# Cube vs Cube



## QuestionableCuber (Jun 20, 2019)

So every week here i will change the poll based on your decisions (or mine) e.g gan 460 vs valk 4. GO!


----------



## Cubingcubecuber (Jun 20, 2019)

Yay!!!!


----------



## QuestionableCuber (Jun 20, 2019)

Ladies and gents it’s a close battle here neck and neck! we will see who wins at the end of the week


----------



## QuestionableCuber (Jun 20, 2019)

Btw the next week is 2x2 week please leave your suggestions here


----------



## Cubingcubecuber (Jun 20, 2019)

249v2 M vs Wuxia M

I know people don’t like them a lot, but I think it will be close


----------



## QuestionableCuber (Jun 20, 2019)

Both of those cubes were... Okay? _Not really _


----------



## Cubingcubecuber (Jun 21, 2019)

QuestionableCuber said:


> Both of those cubes were... Okay? _Not really _


I know; that is why they are a close match.

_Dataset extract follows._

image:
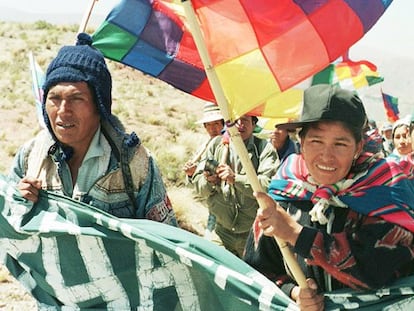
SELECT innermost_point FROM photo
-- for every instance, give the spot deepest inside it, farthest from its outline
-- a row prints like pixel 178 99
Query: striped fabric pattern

If not, than you could do Zhanlang vs. Weipo


----------



## pb cubing (Jun 21, 2019)

valk


----------



## TheCube4226 (Jul 16, 2019)

Cubingcubecuber said:


> 249v2 M vs Wuxia M
> 
> I know people don’t like them a lot, but I think it will be close


249 V2 by a mile. I actually quite like it


----------



## wearephamily1719 (Jul 16, 2019)

QuestionableCuber said:


> Btw the next week is 2x2 week please leave your suggestions here


MF2C or MF2S


----------



## QuestionableCuber (Jul 16, 2019)

Sorry for inactivity on this thread today is 2x2 week and we will be doing 249 v2 m vs wuxia m


----------



## Skittleskp (Jul 16, 2019)

Valk 3 and 356r are still on the poll.


----------



## wearephamily1719 (Jul 17, 2019)

Skittleskp said:


> Valk 3 and 356r are still on the poll.


Why are you everywhere? LOL


----------



## SM cubing (Jul 17, 2019)

why didnt you add the best 2x2







the bandaged shengshou 6x6


----------



## TheCube4226 (Jul 17, 2019)

SM cubing said:


> why didnt you add the best 2x2
> 
> 
> 
> ...


OOoohhoHOOhoHOHHOHH YeessSSSS


----------